Education: Is the Future in the Hands of Google Type Companies

January 15, 2020

I spotted a news item which would not be fodder for either this blog or our DarkCyber video program. Then one of the research team emailed me a link to an apparently unrelated article. Then it struck me: The future of education is probably going to be ceded to big companies and sources of revenue which may have interesting avocations.

Let me explain.

The first news item reports that “US Colleges Struggling with Low Enrollment Are Closing at Increasing Rate.” The article, from a source with which I am not familiar, asserts:

For 185 years this college campus in Vermont was teeming with students. Now it sits empty. In January, the school announced it would be closing. ‘I’ve had a very long professional career. It’s the hardest thing I’ve ever had to do – to stand in front – in our auditorium with 400 people and telling principally students, but faculty and staff, that we wouldn’t be opening this fall,” said  Bob Allen, President at Green Mountain College.

Sure enough. The institution is a goner.

Then the article which I spotted but decided was not suitable for this blog. Its title? “UVM Gets $1 Million from Google for Open Source Research.” The write up from the delightfully named WCAX asserts:

The unrestricted gift is to support open-source research. Open source is a type of computer software, where source code is released under a license, and the copyright holder grants users the rights to study, change, and distribute the software to anyone and for any purpose.

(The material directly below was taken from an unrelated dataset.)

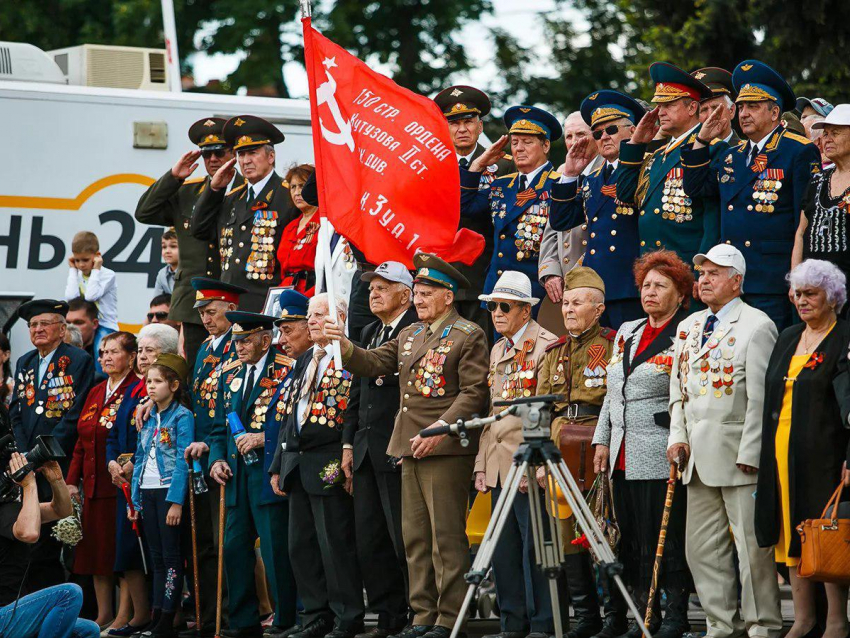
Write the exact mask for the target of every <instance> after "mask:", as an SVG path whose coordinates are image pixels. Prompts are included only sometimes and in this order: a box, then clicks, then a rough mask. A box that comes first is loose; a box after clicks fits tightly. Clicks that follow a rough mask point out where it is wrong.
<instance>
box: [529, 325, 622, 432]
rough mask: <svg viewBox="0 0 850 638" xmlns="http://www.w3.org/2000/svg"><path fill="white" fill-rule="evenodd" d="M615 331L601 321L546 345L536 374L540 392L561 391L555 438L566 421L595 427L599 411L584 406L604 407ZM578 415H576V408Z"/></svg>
mask: <svg viewBox="0 0 850 638" xmlns="http://www.w3.org/2000/svg"><path fill="white" fill-rule="evenodd" d="M615 334H616V333H615V332H614V331H613V330H611V329H609V328H602V327H600V326H599V324H598V323H597V324H595V325H594V326H592V327H590V328H588V329H587V330H586V331H585V332H583V333H582V334H580V335H578V336H577V337H573V336H572V335H569V334H568V335H566V336H564V337H561V338H560V339H558V340H557V341H556V342H555V343H553V344H551V345H550V346H549V347H548V348H546V352H545V354H544V355H543V361H542V362H541V363H540V372H539V374H538V377H537V394H539V395H542V394H561V395H563V397H564V398H563V400H561V401H557V402H556V403H555V405H554V406H553V412H552V438H553V439H554V440H555V441H558V439H559V435H560V428H561V425H562V424H563V423H565V422H571V423H581V424H583V425H588V426H593V427H595V426H596V421H597V419H598V418H599V410H598V409H597V410H594V409H591V410H589V411H588V412H595V414H593V413H588V414H583V413H582V412H583V410H582V406H592V408H599V409H601V407H602V402H603V401H604V400H605V393H606V392H607V391H608V359H610V358H611V352H612V350H613V345H614V336H615ZM575 406H579V407H578V410H579V412H578V414H576V409H577V408H576V407H575Z"/></svg>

We know that august institutions like the Massachusetts Institute of Technology will deal with individuals of questionable character when the cash pay off is big enough.

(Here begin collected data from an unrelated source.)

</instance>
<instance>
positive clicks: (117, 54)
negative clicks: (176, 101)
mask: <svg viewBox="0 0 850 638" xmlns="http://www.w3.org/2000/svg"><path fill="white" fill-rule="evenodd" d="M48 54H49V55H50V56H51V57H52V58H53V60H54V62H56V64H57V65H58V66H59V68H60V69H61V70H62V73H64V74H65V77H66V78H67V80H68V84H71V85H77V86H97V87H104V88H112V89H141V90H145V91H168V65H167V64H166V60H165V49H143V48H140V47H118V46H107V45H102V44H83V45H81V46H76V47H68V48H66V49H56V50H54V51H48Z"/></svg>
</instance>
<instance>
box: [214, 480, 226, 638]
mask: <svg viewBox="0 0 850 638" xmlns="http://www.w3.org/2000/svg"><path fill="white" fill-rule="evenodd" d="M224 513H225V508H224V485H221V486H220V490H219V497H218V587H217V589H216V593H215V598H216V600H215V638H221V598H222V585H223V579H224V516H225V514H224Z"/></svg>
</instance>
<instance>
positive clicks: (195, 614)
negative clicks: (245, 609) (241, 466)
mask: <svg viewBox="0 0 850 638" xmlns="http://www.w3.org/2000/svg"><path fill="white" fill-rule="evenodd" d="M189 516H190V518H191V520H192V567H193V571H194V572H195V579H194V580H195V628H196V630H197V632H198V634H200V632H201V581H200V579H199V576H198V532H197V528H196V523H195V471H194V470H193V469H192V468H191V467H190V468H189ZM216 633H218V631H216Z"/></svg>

Let’s assume these items are accurate. Now let’s look into a future in which universities become increasingly desperate for money.

Who will provide the dough?

Answer: People who have the money and have a need.

Why? Let me suggest a few reasons:

  1. Access to lower cost talent
  2. Opportunity to recycle research into commercial products
  3. Force students to “like” big companies. See “‘Techlash’: Positive Perceptions of Facebook, Google Crumble on Campuses.

So who owns what the grant money generates, particularly if the output is open source? What happens if Amazon uses Google funded open source as part of its platform? Who determines how the money is used or, in the case of MIT, how its origin is obfuscated? Is academic R&D a more efficient way to generate innovation?

Net net: The financial situation is likely to lead to the equivalent of corporate naming rights to NFL football stadia. And if you don’t like, don’t attend.